Matteo ist das überzeichnete Klischee eines rebellierenden Fünfzehnjährigen. Er kifft exzessiv, bestellt sich Prostituierte nach Hause und hört Slayer. «Eine schwierige Phase», sagen Eltern und Lehrer oft in solchen Fällen. Matteos Eltern aber schweigen. Am Esstisch, bei Fitness-Übungen in der Garage, überall. So lange und so oft, dass sich die beklemmende Atmosphäre auf den Zuschauer überträgt. Der Film ist unangenehm. Nicht, weil er düster wäre. Sondern weil er so nah am schleichenden, stillen und alltäglichen Elend ist. Bevor zwei Männer Matteo mitten in der Nacht aus dem Bett reissen, in einen Lieferwagen sperren und auf einer Alp abladen, sagt sein Vater dann doch noch etwas. Lapidar und doch bezeichnend: «Matteo, es isch guet».
An der Kette
Gut ist für Matteo (Benjamin Lutzke) ziemlich nichts. Und im Erziehungscamp bei Älpler Hanspeter wird’s nicht besser. Die drei Jugendlichen Ali, Anton und Dion haben hier das Sagen, der Älpler ist ein Gefangener im eigenen Heim.
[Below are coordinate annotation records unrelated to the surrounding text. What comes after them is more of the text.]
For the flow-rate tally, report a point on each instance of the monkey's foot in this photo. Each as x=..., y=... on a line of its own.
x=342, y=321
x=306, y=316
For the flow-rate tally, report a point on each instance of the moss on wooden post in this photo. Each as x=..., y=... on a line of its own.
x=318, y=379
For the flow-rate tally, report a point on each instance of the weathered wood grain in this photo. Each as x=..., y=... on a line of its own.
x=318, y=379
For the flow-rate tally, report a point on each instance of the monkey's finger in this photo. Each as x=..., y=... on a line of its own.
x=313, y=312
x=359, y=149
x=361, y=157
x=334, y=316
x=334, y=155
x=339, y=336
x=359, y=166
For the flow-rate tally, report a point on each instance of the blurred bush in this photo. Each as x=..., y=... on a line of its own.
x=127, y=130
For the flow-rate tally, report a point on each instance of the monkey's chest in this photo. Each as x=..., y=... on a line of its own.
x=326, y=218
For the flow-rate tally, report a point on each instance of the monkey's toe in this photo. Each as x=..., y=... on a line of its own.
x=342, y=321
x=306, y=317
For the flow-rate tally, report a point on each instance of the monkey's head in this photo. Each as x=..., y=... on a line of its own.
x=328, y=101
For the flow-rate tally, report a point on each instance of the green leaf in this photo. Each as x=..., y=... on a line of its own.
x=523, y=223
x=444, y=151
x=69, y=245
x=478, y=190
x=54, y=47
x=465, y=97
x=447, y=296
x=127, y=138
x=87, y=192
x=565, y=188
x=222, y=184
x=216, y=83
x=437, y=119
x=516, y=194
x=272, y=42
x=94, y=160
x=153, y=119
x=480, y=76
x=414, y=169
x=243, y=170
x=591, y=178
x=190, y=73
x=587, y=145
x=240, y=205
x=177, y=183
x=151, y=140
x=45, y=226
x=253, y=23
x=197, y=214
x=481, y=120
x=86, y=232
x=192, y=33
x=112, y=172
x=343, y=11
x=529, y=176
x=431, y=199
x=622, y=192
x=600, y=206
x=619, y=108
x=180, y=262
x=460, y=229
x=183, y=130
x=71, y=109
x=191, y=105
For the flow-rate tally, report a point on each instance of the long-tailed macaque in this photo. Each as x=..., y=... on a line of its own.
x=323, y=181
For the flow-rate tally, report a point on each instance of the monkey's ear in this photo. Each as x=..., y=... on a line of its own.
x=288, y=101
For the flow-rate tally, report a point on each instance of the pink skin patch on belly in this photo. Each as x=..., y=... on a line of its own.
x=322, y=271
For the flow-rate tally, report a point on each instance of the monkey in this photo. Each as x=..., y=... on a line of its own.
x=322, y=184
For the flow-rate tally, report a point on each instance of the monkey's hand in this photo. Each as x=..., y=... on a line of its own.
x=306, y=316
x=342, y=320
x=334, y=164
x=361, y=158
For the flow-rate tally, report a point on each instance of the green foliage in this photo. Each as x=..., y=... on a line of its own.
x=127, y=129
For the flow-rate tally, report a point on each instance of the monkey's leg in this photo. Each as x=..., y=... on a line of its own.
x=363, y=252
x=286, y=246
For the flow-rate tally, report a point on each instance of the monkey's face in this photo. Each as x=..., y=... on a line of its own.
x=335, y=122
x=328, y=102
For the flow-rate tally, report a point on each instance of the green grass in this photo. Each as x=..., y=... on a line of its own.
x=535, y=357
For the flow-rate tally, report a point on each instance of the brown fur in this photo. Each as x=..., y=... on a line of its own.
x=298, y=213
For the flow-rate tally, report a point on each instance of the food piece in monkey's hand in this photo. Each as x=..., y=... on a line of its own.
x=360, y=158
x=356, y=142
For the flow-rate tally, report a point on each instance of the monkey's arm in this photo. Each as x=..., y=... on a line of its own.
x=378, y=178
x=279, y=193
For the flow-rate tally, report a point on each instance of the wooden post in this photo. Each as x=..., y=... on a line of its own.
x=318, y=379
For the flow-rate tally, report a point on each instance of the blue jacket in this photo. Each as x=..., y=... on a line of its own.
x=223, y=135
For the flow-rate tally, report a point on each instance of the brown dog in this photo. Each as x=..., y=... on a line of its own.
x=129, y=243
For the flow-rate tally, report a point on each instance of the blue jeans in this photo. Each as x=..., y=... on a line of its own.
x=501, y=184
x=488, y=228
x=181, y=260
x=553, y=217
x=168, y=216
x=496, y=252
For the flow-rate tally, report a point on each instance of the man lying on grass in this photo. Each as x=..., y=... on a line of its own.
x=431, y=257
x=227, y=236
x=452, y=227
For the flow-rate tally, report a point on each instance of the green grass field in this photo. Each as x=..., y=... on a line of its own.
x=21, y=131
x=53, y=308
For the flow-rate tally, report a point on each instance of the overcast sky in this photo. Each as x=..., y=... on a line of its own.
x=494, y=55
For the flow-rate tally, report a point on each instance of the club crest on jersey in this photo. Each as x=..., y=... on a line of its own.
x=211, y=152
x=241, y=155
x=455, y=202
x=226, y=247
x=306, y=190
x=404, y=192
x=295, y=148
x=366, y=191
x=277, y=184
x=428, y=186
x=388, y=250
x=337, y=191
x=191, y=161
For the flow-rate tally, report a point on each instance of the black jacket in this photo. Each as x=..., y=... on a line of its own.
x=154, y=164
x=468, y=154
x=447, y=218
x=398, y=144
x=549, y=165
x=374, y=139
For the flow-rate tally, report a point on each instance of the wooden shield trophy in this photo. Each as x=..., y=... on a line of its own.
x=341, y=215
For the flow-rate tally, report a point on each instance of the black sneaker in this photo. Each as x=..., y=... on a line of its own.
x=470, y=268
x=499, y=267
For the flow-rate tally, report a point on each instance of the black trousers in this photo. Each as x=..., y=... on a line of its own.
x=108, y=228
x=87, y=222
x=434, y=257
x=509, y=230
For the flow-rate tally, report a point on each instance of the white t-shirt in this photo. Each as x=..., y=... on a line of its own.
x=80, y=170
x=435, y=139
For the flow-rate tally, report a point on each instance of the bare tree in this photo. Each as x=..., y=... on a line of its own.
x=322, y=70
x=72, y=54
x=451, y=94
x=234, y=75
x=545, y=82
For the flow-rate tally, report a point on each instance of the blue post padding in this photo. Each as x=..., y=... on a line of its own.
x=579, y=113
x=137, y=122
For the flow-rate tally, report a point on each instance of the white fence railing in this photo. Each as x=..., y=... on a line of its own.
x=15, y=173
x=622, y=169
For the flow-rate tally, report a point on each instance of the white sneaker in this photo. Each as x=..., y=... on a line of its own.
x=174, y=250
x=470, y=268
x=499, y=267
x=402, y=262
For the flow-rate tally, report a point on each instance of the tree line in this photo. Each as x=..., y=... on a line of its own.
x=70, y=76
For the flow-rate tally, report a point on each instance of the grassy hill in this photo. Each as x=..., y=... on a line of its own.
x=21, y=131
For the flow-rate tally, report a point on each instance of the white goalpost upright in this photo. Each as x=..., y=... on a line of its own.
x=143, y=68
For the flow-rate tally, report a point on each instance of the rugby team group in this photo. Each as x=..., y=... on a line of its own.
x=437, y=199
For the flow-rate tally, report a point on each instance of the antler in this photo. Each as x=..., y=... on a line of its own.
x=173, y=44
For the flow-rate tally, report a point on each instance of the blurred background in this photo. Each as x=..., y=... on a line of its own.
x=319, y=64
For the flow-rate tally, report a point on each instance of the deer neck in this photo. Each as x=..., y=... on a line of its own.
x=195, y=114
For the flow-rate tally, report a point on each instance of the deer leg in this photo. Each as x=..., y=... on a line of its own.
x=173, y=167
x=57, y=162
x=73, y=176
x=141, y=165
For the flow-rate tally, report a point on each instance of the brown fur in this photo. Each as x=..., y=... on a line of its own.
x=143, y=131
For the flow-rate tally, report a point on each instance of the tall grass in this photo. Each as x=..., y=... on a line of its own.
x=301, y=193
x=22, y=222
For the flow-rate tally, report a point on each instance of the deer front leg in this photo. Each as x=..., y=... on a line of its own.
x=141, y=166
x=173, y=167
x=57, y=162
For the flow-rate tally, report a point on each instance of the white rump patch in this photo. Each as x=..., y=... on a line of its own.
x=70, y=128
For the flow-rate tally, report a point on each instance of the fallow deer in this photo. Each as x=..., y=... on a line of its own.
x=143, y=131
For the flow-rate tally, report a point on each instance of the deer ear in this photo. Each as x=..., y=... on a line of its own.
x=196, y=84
Die Drei demütigen Matteo nach dessen Ankunft. Er wird zur Begrüssung in einen Käfig eingesperrt und geschlagen. Ali (Ella Rumpf), die eigentlich eine junge Frau ist, im Camp aber als Junge angesehen wird («Da isch für sie und üs am beschte»), führt Matteo an einer Kette im Stall umher und weist ihn an: «Bell! Bell wie en richtige Hund!». Warten auf Godot meets Verdingbueb.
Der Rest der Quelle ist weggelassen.